Me molesta cuando a las democracias
formales, y reales, se las acusa de limitarse al voto que podemos emitir cada
cierto tiempo. Como caricatura vale, y como contraste a las realidades
antidemocráticas, también, pero creo que todo es más complicado. Para comprobar
el nivel de complejidad y complicación basta con echar un vistazo a las
interpretaciones que cada uno de nosotros hacemos de los resultados electorales.
En estas últimas, como en otras, acudí
al recuento de votos de una mesa electoral donostiarra. En la normalidad del
día y del recuento apareció una papeleta con abundantes tachones y garabatos
trazados a través de toda la ristra de nombres y márgenes. El joven interventor
electoral que detectó la pieza levantó el brazo y mostró el voto al presidente
y resto de miembros de la mesa para que acordaran, a primera vista, la nulidad.
Un veterano interventor lanzó un golpe certero a la papeleta y la arrebató para
depositarla en el montoncito de papeletas que correspondía a su partido. Dijo
que era un claro voto al partido cuyo logo, el suyo, no llevaba a confusión.

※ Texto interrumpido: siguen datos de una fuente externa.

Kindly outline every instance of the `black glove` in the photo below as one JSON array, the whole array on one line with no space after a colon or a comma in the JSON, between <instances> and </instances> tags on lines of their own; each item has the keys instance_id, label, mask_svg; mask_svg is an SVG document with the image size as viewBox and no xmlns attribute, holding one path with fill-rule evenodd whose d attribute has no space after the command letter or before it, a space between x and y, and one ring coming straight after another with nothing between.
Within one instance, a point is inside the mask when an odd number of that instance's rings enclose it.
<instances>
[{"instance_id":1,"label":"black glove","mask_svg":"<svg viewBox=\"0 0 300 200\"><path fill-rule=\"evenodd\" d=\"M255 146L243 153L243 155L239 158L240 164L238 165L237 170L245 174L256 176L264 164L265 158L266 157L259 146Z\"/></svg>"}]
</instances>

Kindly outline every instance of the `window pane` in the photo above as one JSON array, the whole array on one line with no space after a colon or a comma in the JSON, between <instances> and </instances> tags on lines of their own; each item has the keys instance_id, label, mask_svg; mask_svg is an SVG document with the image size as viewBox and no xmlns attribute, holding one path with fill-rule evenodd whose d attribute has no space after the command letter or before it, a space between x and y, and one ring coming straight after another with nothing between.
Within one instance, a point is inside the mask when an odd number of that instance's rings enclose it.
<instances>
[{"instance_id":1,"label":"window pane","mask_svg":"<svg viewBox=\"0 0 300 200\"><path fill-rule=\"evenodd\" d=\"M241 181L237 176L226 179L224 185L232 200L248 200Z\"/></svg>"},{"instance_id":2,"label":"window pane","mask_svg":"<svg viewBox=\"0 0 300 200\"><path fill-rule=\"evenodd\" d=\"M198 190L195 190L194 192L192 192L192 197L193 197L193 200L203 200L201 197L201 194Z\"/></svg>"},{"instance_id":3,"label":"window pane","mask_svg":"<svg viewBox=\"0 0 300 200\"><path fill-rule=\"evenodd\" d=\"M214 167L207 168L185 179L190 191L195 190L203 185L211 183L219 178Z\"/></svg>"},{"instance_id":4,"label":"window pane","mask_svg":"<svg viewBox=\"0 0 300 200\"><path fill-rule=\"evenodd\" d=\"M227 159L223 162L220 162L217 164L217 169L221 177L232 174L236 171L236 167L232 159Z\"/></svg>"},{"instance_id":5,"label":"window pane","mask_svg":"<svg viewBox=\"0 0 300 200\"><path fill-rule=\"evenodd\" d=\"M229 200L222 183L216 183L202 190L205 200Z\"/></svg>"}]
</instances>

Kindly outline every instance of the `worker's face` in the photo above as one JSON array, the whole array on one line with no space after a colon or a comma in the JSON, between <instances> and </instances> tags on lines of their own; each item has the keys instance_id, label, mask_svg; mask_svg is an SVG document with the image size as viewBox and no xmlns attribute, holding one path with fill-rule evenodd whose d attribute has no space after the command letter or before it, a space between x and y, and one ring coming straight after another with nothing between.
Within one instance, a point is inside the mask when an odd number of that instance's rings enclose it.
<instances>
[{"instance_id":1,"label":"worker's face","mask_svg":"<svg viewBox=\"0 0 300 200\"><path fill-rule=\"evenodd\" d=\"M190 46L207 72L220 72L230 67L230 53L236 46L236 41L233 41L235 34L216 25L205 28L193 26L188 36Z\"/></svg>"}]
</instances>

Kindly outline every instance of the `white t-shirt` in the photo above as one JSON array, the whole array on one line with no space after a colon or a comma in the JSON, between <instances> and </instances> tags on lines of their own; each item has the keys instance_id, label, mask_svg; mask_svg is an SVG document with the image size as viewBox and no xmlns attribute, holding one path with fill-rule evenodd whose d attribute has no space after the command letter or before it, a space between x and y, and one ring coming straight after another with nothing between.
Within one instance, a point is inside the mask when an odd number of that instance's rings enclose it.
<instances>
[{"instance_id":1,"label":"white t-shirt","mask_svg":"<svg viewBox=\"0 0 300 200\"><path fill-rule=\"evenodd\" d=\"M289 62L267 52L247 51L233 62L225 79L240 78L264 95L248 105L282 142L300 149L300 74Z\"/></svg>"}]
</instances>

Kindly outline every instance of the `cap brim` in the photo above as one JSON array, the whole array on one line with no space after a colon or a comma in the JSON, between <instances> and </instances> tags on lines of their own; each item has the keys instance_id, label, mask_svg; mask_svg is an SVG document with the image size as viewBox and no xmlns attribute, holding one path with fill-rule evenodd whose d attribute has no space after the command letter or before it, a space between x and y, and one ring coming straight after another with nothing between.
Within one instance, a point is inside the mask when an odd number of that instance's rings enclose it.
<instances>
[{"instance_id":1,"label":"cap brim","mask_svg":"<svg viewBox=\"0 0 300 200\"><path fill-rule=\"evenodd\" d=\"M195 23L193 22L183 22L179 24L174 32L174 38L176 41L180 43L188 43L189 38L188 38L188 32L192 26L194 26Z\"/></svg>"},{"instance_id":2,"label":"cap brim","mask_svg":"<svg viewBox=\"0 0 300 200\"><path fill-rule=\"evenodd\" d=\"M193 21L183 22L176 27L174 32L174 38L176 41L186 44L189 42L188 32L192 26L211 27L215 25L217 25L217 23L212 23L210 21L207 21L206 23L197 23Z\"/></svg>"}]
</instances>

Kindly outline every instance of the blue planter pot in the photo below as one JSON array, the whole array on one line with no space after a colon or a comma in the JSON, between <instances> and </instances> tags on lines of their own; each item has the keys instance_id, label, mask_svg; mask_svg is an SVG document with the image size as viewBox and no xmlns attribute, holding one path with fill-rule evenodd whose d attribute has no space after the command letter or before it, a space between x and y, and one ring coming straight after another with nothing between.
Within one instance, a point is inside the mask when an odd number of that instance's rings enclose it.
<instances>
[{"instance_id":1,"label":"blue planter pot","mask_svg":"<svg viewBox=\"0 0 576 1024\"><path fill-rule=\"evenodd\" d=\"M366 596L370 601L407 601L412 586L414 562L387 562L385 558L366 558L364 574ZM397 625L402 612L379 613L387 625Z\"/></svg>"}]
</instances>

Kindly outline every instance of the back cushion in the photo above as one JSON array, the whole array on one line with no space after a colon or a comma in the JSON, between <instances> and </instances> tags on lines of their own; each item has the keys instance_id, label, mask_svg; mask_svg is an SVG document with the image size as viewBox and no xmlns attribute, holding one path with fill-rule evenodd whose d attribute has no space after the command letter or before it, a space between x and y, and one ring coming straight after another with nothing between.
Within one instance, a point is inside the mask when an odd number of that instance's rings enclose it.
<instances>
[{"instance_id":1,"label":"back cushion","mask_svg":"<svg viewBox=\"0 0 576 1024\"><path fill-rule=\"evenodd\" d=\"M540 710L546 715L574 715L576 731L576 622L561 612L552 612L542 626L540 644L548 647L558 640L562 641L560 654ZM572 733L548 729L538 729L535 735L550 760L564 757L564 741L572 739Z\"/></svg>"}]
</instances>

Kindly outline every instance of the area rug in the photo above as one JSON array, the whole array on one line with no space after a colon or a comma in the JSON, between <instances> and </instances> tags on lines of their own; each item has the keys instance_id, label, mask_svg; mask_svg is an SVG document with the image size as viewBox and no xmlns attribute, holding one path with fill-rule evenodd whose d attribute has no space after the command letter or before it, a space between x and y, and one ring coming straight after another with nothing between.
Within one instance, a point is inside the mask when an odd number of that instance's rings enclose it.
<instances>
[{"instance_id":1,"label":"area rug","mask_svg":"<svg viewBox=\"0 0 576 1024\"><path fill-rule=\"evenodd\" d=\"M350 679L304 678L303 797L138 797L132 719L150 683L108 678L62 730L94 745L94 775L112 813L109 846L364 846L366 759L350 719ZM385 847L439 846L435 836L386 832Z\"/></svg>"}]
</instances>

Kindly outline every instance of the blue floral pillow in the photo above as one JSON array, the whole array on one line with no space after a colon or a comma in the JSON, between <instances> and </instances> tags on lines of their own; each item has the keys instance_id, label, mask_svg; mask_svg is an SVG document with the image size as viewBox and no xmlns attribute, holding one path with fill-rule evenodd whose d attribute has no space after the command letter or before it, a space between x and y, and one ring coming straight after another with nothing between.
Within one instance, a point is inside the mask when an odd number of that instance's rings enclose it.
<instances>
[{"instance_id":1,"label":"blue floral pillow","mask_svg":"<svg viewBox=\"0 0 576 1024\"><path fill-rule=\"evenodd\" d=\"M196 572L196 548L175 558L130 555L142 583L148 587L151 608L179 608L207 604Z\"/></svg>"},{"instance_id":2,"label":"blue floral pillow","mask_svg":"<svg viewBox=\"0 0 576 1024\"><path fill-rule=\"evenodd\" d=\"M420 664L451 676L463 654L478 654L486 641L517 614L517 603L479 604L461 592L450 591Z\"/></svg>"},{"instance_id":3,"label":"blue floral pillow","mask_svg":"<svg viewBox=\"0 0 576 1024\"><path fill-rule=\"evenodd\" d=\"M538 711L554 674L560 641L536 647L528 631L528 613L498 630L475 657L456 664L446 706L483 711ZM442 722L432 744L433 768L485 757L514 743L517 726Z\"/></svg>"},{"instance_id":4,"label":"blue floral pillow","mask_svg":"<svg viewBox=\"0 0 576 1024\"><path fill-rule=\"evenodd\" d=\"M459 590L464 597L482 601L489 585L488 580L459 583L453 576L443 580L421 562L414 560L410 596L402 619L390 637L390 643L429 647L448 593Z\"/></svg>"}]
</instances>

Nadie de los presentes nos atrevimos a decir nada en contrario ni preguntar por
si las dudas. El sistema democrático había precipitado ya sus conclusiones. El
ciudadano en cuestión que emitió su voto de aquella manera, de aquella manera
fue interpretado, era claro lo que se le había entendido.
Aquel que había garabateado la papeleta,
como si depositara en ella metros de hilo desmadejado, entre garabato y
garabato había escrito con letra alta clara: ¡Quiero un trabajo!